Preterm births and their resulting complications are the leading cause of death for children under 5 years old, according to the World Health Organization. Babies born before 37 weeks of pregnancy can face several health problems, including impairments in breathing and vision, developmental delays, and disorders such as cerebral palsy. In 2015, about 1 in every 10 infants in the U.S. was born prematurely. But the March of Dimes, a major funding source of the study, hopes to cut this number in half by 2030.
“The March of Dimes is pioneering a novel team approach to examine the complex problem of preterm birth from every angle,” says Stacey Stewart, president of the March of Dimes. “At our network of five centers, scientists from many diverse disciplines work together to develop new strategies to understand and, ultimately, develop preventions for preterm labor.”

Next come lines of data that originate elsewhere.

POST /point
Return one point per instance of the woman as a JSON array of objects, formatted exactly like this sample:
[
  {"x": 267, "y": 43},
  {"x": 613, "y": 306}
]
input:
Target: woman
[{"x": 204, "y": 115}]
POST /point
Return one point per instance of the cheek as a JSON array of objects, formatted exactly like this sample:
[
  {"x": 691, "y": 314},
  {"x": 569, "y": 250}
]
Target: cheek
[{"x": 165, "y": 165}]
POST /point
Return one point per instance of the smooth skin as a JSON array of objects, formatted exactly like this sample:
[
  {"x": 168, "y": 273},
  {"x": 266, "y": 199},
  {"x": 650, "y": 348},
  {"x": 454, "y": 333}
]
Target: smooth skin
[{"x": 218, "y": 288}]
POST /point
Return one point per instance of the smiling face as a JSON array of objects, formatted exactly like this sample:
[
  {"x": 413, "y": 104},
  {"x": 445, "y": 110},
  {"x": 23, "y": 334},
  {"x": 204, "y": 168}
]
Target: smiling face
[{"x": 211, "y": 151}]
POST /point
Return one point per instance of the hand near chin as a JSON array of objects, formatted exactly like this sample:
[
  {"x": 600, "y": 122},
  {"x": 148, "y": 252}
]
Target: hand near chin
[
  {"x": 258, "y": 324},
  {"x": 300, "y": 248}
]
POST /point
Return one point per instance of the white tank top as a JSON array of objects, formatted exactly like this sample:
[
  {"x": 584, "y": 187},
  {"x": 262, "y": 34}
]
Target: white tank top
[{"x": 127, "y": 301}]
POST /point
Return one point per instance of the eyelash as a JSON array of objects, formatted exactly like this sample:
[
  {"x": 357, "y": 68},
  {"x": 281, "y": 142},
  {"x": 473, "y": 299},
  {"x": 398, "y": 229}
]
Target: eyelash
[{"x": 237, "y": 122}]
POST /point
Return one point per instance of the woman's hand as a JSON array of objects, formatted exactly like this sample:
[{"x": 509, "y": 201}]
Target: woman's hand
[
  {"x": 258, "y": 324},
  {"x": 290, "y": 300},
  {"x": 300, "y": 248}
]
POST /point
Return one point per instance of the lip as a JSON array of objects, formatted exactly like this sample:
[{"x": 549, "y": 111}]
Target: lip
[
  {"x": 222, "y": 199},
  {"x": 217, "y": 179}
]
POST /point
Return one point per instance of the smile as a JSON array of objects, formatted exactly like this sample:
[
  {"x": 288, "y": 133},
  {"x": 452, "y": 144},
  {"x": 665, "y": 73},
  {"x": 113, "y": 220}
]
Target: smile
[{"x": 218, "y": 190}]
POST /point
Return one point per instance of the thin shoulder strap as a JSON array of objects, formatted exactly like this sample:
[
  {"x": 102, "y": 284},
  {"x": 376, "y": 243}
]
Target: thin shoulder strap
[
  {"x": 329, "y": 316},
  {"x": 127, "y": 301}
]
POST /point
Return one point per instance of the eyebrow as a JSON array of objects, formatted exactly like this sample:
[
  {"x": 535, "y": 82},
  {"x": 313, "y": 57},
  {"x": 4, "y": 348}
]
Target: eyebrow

The large international team isolated DNA from women who delivered preterm or at term and compared the common gene variations between the two groups. First, they looked at samples of about 44,000 women who provided saliva to the genetic testing company 23andMe. Next, the researchers compared their findings to data from 8,643 women and 4,090 infants from three different genetic studies in Finland, Denmark, and Norway.
The scientists found gene variants at the WNT4, ADCY5, and RAP2C loci played a role in gestational duration while variants at the EBF1, EEFSEC, and AGTR2 loci were associated with both gestational duration and preterm birth. Their tests indicated that these genes most likely influenced pregnancies from the maternal side, rather than from the fetus.
Although the study won’t put an end to preterm births anytime soon, it gives preterm birth researchers new target areas to study moving forward. For example, the WNT4 locus was found to be a critical player in preparing the uterine lining for implantation and pregnancy. These endometrial cells could play an unexpected role in the length of pregnancy, providing researchers with a new focus for early labor prevention therapies.
Also of note was the EEFSEC locus, which plays a role in the uptake of the nutrient selenium into the body. Selenium is a mineral that serves in critical cell functions such as antioxidant defenses and controlling inflammatory responses, both of which have been linked to preterm birth. But since selenium is not naturally produced in the body, those low in the mineral must get it from outside sources such as nuts, seeds, and seafood.
“We now have a much more solid foundation for pathways that contribute to variation in human birth timing and risk for preterm birth,” says Louis Muglia, senior study author and principal investigator of the March of Dimes Prematurity Research Center Ohio Collaborative. “We have identified micronutrient pathways that could be targets for supplementation if future studies support the importance of not just the genes associated with selenium biology, but selenium itself.”
The study findings, published in a September issue of the New England Journal of Medicine, will be included in a March of Dimes Prematurity Research Center database so researchers can put these newly identified gene regions in the context of other possible preterm birth factors under investigation, including the microbiome, nutrition, and fetal-maternal signaling.